Study | Film | ext | neur | imp | soc | lie | traitanx | state1 | EA1 | TA1 | PA1 | NA1 | EA2 | TA2 | PA2 | NA2 | state2 | MEQ | BDI |
---|---|---|---|---|---|---|---|---|---|---|---|---|---|---|---|---|---|---|---|
maps | 3 | 18 | 9 | 7 | 10 | 3 | 24 | 22 | 24 | 14 | 26 | 2 | 6 | 5 | 7 | 4 | NA | NA | 0.0476190 |
maps | 3 | 16 | 12 | 5 | 8 | 1 | 41 | 40 | 9 | 13 | 10 | 4 | 4 | 14 | 5 | 5 | NA | NA | 0.3333333 |
maps | 3 | 6 | 5 | 3 | 1 | 2 | 37 | 44 | 1 | 14 | 4 | 2 | 2 | 15 | 3 | 1 | NA | NA | 0.1904762 |
maps | 3 | 12 | 15 | 4 | 6 | 3 | 54 | 40 | 5 | 15 | 1 | 0 | 4 | 15 | 0 | 2 | NA | NA | 0.3846154 |
maps | 3 | 14 | 2 | 5 | 6 | 3 | 39 | 67 | 12 | 20 | 7 | 13 | 14 | 15 | 16 | 13 | NA | NA | 0.3809524 |
maps | 1 | 6 | 15 | 2 | 4 | 5 | 51 | 38 | 9 | 14 | 5 | 1 | 7 | 12 | 2 | 2 | NA | NA | 0.2380952 |
The following code implements a simple SEM with only a single
manifest variables and two parameters, the mean of state anxiety after
having watched a movie (state2
), μ, and the variance of state
anxiety, σ2.
library(OpenMx)
manifests<-c("state2")
latents<-c()
model <- mxModel("Univariate Normal Model",
type="RAM",
manifestVars = manifests,
latentVars = latents,
mxPath(from="one",to=manifests, free=c(TRUE),
value=c(50.0) , arrows=1, label=c("mu") ),
mxPath(from=manifests,to=manifests, free=c(TRUE),
value=c(100.0) , arrows=2, label=c("sigma2") ),
mxData(affect, type = "raw")
);
result <- mxRun(model)
#> Running Univariate Normal Model with 2 parameters
These are the estimates of the model when run on the entire sample:
summary(result)
#> Summary of Univariate Normal Model
#>
#> free parameters:
#> name matrix row col Estimate Std.Error A
#> 1 sigma2 S state2 state2 115.05414 12.4793862
#> 2 mu M 1 state2 42.45118 0.8226717
#>
#> Model Statistics:
#> | Parameters | Degrees of Freedom | Fit (-2lnL units)
#> Model: 2 168 1289.158
#> Saturated: 2 168 NA
#> Independence: 2 168 NA
#> Number of observations/statistics: 330/170
#>
#> Information Criteria:
#> | df Penalty | Parameters Penalty | Sample-Size Adjusted
#> AIC: 953.1576 1293.158 1293.194
#> BIC: 314.9100 1300.756 1294.412
#> CFI: NA
#> TLI: 1 (also known as NNFI)
#> RMSEA: 0 [95% CI (NA, NA)]
#> Prob(RMSEA <= 0.05): NA
#> To get additional fit indices, see help(mxRefModels)

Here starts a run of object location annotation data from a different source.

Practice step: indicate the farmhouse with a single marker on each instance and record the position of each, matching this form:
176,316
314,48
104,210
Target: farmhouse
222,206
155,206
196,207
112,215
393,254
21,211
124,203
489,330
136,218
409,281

#> timestamp: 2024-10-31 05:37:17
#> Wall clock time: 0.01520777 secs
#> optimizer: SLSQP
#> OpenMx version number: 2.21.13
#> Need help? See help(mxSummary)
Create a forest control object that stores all tuning parameters of the forest. Note that we use only 5 trees for illustration. Please increase the number in real applications to several hundreds. To speed up computation time, consider score-based test for variable selection in the trees.
control <- semforest_control(num.trees = 5)
print(control)
#> SEM-Forest control:
#> -----------------
#> Number of Trees: 5
#> Sampling: subsample
#> Comparisons per Node: 2
#>
#> SEM-Tree control:
#> ▔▔▔▔▔▔▔▔▔▔
#> ● Splitting Method: fair
#> ● Alpha Level: 1
#> ● Bonferroni Correction:FALSE
#> ● Minimum Number of Cases: NULL
#> ● Maximum Tree Depth: NA
#> ● Number of CV Folds: 5
#> ● Exclude Heywood Cases: FALSE
#> ● Test Invariance Alpha Level: NA
#> ● Use all Cases: FALSE
#> ● Verbosity: FALSE
#> ● Progress Bar: TRUE
#> ● Seed: NA
Now, run the forest using the control
object:
Next, we compute permutation-based variable importance. This may take some time.
vim <- varimp(forest)
print(vim, sort.values=TRUE)
#> Variable Importance
#> Study Film NA2 PA2 TA2 state1
#> 7.746036 11.281160 27.829022 28.542936 67.803211 99.084569
plot(vim)
From this, we can learn that variables such as NA2
representing negative affect (after the movie), TA2
representing tense arousal (after the movie), and state1
representing the state anxiety before having watched the movie, are the
best predictors of difference in the distribution of state anxiety (in
either mean, variance or both) after having watched the movie.